The effectiveness of the oxygen therapy, however it is applied, should be evaluated shortly after beginning therapy. If therapy is not judged to be effective, positive pressure ventilation may be indicated.

Heart rate and rhythm

Heart rate and stroke volume are important to cardiac output. Slower heart rates are normally associated with larger end-diastolic ventricular volumes and larger stroke volumes. Up to a point, larger stroke volumes preserve cardiac output. Heart rate is too slow when it is associated with low cardiac output, hypotension, or poor tissue perfusion. This may occur when the heart rate falls below about 60 beats/minute in the dog; 90 in the cat. Common causes for bradycardia are excessive vagal tone secondary to visceral inflammation, distention, or traction, hypothermia, hyperkalemia, atrioventricular conduction block, end-stage metabolic failure, hypoxia, acetylcholinesterase inhibitors, organophosphate and carbamate poisonings, and digitalis overdose.
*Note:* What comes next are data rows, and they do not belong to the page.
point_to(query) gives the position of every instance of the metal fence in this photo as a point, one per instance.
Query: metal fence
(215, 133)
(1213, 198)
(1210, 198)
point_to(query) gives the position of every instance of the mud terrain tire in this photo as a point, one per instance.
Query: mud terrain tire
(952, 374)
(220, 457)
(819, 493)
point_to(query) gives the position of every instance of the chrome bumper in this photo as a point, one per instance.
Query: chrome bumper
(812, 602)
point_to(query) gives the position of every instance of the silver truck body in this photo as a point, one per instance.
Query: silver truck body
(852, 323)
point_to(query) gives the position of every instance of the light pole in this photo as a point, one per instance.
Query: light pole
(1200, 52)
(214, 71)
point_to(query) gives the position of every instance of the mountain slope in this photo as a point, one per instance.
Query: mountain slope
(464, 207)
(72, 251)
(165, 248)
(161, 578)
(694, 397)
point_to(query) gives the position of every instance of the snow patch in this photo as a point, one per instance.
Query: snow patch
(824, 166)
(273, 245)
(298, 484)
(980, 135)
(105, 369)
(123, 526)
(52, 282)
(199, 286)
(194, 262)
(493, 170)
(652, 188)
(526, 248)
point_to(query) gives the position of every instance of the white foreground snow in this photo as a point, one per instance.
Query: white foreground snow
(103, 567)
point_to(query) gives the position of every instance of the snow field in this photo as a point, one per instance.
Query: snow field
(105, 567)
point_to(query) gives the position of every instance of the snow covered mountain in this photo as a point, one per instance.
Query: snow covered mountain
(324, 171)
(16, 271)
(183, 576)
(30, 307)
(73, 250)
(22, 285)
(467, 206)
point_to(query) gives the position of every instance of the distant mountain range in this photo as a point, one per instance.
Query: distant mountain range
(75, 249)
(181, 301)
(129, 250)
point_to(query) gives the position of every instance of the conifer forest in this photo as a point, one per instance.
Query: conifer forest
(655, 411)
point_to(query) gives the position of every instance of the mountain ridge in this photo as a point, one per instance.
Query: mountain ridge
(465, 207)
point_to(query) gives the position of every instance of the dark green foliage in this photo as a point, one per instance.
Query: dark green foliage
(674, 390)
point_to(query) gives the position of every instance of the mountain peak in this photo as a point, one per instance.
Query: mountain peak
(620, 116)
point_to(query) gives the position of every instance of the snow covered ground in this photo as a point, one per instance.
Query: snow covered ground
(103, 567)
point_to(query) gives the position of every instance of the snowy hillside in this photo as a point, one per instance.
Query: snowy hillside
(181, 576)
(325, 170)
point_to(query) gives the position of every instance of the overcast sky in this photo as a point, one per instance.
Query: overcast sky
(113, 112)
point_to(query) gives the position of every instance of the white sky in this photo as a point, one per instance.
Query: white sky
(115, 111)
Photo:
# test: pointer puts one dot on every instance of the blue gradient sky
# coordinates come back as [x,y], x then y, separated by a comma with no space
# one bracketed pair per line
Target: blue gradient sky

Sinus tachycardia is primarily a sign of an underlying problem (e.g., hyperthermia, hypoxemia, pain, parasympatholytics such as atropine, sympathomimetics, supraventricular or ventricular ectopic pacemaker activity). In people, because of coronary artery narrowing, sinus tachycardia can increase myocardial oxygen consumption beyond oxygen delivery capabilities. In animals, where coronary artery disease is rare, tachycardia only becomes a problem for the patient when there is not enough time for diastolic filling, which results in a decrease in cardiac output. Specific treatment of sinus tachycardia may be indicated when the heart rate exceeds the low 200s for dogs or the high 200s for cats.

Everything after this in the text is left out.